Her speech "59.4 percent vs 37 percent — who would you hire" was about the lack of women in the investment industry. The audience — overwhelming men.
Lilly's headline statistics are the returns of female generated portfolios compared to male generated portfolios from 2007 to 2015. During that time frame the S&P 500 index was up 55 percent. But Lilly pointed to more statistics across the investment industry that showed women outperforming men.
Lilly insists the title of her speech isn't meant to draw gender lines but to build awareness that women are really good investors.


According to the website of Girls Who Invest, a New York-based nonprofit organization seeking to get more women in the industry, the number of women investment managers in the $15 trillion U.S. mutual fund industry has fallen from 10 percent in 2009 to 7 percent today. Even fewer women are in the private equity and hedge fund industries.

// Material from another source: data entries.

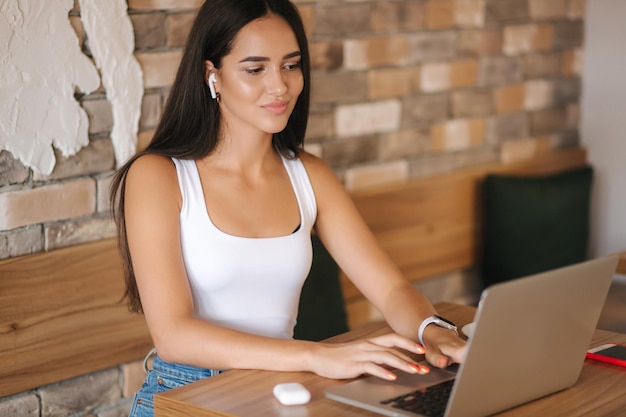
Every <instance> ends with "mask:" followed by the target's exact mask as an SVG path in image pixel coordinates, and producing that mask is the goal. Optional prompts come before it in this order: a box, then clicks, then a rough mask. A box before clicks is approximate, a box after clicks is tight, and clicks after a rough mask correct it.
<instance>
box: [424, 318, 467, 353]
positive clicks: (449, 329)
mask: <svg viewBox="0 0 626 417" xmlns="http://www.w3.org/2000/svg"><path fill="white" fill-rule="evenodd" d="M429 324H434V325H437V326H439V327H443V328H444V329H448V330H452V331H453V332H454V333H455V334H456V335H457V336H458V335H459V332H458V330H457V328H456V324H454V323H452V322H451V321H450V320H448V319H444V318H443V317H441V316H438V315H436V314H435V315H432V316H430V317H427V318H426V319H424V321H423V322H422V324H420V327H419V329H418V331H417V340H419V342H420V343H421V344H422V346H426V345H424V330H425V329H426V326H428V325H429Z"/></svg>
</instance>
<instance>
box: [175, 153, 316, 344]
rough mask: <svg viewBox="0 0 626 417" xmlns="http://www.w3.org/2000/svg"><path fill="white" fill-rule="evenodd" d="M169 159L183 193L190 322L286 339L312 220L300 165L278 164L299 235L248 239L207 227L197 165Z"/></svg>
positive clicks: (185, 244) (294, 164) (210, 221)
mask: <svg viewBox="0 0 626 417" xmlns="http://www.w3.org/2000/svg"><path fill="white" fill-rule="evenodd" d="M172 160H173V161H174V164H175V165H176V172H177V174H178V184H179V186H180V191H181V193H182V200H183V202H182V208H181V212H180V229H181V245H182V253H183V259H184V262H185V267H186V270H187V276H188V279H189V283H190V285H191V291H192V294H193V302H194V311H195V314H196V316H197V317H200V318H202V319H204V320H207V321H210V322H212V323H215V324H218V325H220V326H224V327H229V328H232V329H236V330H240V331H244V332H247V333H252V334H257V335H262V336H269V337H278V338H292V337H293V327H294V325H295V323H296V316H297V314H298V302H299V299H300V291H301V289H302V284H303V283H304V280H305V279H306V277H307V275H308V273H309V270H310V268H311V261H312V249H311V237H310V235H311V228H312V227H313V224H314V223H315V218H316V216H317V206H316V203H315V195H314V193H313V188H312V186H311V183H310V181H309V177H308V175H307V173H306V170H305V169H304V165H303V164H302V162H301V161H300V160H299V159H294V160H289V159H285V158H283V164H284V166H285V169H286V170H287V173H288V174H289V178H290V180H291V185H292V187H293V190H294V192H295V195H296V198H297V200H298V206H299V208H300V227H299V229H298V230H297V231H296V232H294V233H292V234H290V235H287V236H280V237H272V238H246V237H237V236H232V235H229V234H227V233H224V232H222V231H221V230H219V229H218V228H217V227H216V226H215V225H214V224H213V223H212V222H211V218H210V216H209V214H208V212H207V209H206V204H205V199H204V194H203V190H202V184H201V182H200V176H199V174H198V169H197V167H196V163H195V161H193V160H179V159H175V158H172ZM208 198H211V197H210V196H208ZM250 209H251V210H253V209H254V207H250Z"/></svg>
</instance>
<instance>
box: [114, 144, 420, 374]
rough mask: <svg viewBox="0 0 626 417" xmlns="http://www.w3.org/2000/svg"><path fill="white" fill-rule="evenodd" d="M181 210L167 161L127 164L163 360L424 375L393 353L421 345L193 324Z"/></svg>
mask: <svg viewBox="0 0 626 417" xmlns="http://www.w3.org/2000/svg"><path fill="white" fill-rule="evenodd" d="M181 204H182V197H181V194H180V190H179V187H178V181H177V175H176V169H175V167H174V165H173V163H172V161H171V160H169V159H168V158H164V157H161V156H156V155H146V156H142V157H141V158H139V159H137V161H135V162H134V163H133V165H132V167H131V168H130V170H129V172H128V176H127V180H126V190H125V215H126V230H127V236H128V244H129V248H130V253H131V258H132V266H133V268H134V272H135V276H136V280H137V285H138V288H139V293H140V296H141V302H142V306H143V310H144V314H145V317H146V321H147V324H148V328H149V329H150V333H151V335H152V338H153V341H154V343H155V346H156V348H157V351H158V352H159V355H160V356H161V357H162V358H163V359H164V360H166V361H169V362H175V363H183V364H189V365H195V366H199V367H203V368H212V369H232V368H239V369H266V370H278V371H313V372H316V373H317V374H319V375H322V376H326V377H332V378H351V377H355V376H358V375H360V374H362V373H369V374H373V375H377V376H380V377H382V378H387V379H393V375H392V374H390V373H389V371H387V370H386V369H385V366H390V367H395V368H401V369H404V370H406V371H409V372H424V371H425V370H424V369H422V368H420V367H419V366H417V365H416V364H415V363H414V362H413V361H412V360H411V359H409V358H408V357H407V356H406V355H404V354H402V353H400V352H399V351H398V350H397V349H395V348H401V349H404V350H407V351H410V352H414V353H419V352H420V347H419V346H418V345H417V344H416V343H415V342H413V341H411V340H409V339H406V338H402V337H400V336H397V335H389V336H383V337H378V338H373V339H369V340H365V341H359V342H354V343H346V344H340V345H339V344H325V343H313V342H307V341H297V340H284V339H274V338H268V337H261V336H255V335H251V334H247V333H243V332H239V331H235V330H232V329H228V328H225V327H221V326H217V325H214V324H212V323H209V322H206V321H203V320H200V319H198V318H196V317H195V316H194V309H193V299H192V296H191V290H190V286H189V283H188V280H187V276H186V272H185V266H184V263H183V257H182V252H181V244H180V229H179V214H180V208H181ZM392 348H394V349H392Z"/></svg>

To turn that around, Lilly says the industry needs to shed its inflexible image and recognize that women have a different view of success.
In an internet connected world the office expands beyond a desk and cubicle. Lily can just as readily review a 10-Q, 10-K or proxy statement from her breakfast table as from her office. "Measure success by performance, not by office time," Lillly said.

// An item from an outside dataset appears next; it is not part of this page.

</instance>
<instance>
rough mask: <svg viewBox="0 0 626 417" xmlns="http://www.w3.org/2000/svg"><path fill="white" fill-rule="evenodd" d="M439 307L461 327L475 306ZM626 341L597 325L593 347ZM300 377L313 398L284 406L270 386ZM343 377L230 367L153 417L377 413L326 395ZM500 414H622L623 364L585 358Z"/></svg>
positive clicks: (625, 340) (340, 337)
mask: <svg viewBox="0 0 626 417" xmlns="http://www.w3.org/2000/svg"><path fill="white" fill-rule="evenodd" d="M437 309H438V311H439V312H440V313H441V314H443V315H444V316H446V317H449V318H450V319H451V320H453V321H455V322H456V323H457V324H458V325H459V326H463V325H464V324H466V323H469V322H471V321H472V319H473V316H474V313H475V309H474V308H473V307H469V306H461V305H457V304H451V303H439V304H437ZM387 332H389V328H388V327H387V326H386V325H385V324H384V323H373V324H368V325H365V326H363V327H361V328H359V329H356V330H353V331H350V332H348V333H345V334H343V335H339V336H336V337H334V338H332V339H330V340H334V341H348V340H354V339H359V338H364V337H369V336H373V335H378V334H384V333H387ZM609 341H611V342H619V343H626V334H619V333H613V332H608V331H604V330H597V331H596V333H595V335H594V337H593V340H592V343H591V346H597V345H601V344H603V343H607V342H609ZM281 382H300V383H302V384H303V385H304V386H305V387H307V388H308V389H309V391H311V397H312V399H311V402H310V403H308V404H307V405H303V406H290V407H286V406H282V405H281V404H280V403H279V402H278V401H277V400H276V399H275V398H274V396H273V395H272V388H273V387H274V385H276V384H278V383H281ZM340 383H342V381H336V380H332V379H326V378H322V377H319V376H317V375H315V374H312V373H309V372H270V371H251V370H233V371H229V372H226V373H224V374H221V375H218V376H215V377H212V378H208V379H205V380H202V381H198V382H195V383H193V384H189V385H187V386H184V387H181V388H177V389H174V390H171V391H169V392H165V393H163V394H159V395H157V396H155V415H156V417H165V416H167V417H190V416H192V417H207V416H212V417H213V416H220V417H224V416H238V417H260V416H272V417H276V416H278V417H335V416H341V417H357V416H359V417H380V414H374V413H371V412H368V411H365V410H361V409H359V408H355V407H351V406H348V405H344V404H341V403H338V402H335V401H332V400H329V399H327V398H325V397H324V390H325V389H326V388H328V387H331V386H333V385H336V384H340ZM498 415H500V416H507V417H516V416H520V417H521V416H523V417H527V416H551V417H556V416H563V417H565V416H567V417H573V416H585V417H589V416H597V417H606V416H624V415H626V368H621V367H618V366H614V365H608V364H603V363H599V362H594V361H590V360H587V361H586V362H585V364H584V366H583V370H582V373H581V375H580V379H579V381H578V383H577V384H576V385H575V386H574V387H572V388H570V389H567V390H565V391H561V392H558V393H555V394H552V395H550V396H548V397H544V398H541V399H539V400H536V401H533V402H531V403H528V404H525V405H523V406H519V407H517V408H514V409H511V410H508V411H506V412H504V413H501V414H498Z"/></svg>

Firms must recruit from outside STEM. Lilly's job isn't as numbers focused as people imagine. Lilly likens her work to being part analyst, part investigative reporter and part psychologist.
She learned early in her career from legendary investor Peter Lynch that 75 percent of the job is artistic and 25 percent is science. "People need to view the investment industry as a creative field," she said.
Firms must also build a new pipeline of talent, tying compensation for managers to developing a diverse team. Lastly she says its important for women to find good mentors in the industry. Lilly states there are a lot of societal issues that pull women in many directions and lead women to have low self-esteem. Lilly benefited from good mentors in her career and she believes good mentorship and programs like Girls Who Invest can help women build self-confidence.
The mission of Girls Who Invest is to have 30 percent of the world's investable capital managed by women by 2030. They focus on education, industry outreach, accessibility and career placement. "I think what they are trying to do is very impressive," Lilly said.
Lilly isn't trying to make it a competition between men and women. She believes in a mixed gender approach to investment teams. "At the end of the day, the firms will generate higher returns from their portfolios, and clients will be happier," Lilly said. "It's better for society because the portfolios arguably should perform better."
"I'm coming at this from a capitalist viewpoint," Lilly insists. "Women are great investors so we need to have more women in the industry, and oh by the way they are vastly underrepresented."